CAPSIM is a partial equilibrium model relying on the same database as CAPRI but on a higher level

of aggregation. It also shares the reliance on calibration techniques, exploiting microeconomic

regularity conditions. The key differences are the simpler specification of the EU supply side

(behavioural functions on the MS level rather than regionalised programming models) as well as

simple gross trade functions for the rest of the world (see section 3.5) rather than a full scale global

21

trade model. However, the last version included an interesting specification of intra EU price

transmission where national producer prices are proportionally linked to EU prices with the scaling

factor being a function of net trade of the MS (Witzke, Tonini 2008, p. 230). This mechanism was

shown to provide a smooth approximation to a switching regime (Witzke, Zintl, Tonini 2009, p. 48-49)

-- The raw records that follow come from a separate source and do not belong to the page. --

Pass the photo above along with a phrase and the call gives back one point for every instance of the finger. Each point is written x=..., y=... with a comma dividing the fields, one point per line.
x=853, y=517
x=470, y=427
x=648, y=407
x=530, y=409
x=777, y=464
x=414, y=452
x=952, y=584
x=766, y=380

albeit with a quite weak empirical basis.

Trying to summarise the solutions in various modelling systems has to face the problem that many

models use market and region specific specifications, depending on the data. Accordingly, the

empirical content and detail of these individual equations is often impossible to deduct from the general

model description. Bearing this caveat in mind, the following conclusions can be drawn. Overall it

appears that different variants of linear price transmission equations are most frequent. Thus the link

between domestic and world markets is based on some fixed relative and/or additive margin, apart

from trade policy instruments and exchange rates. These margins are either estimated from time series,

calibrated to a base year or chosen to reflect some expert knowledge. They may express transport and

transaction costs under the assumption that the basic trade pattern does not change, but equally they

will capture quality differences between the key price and the domestic one.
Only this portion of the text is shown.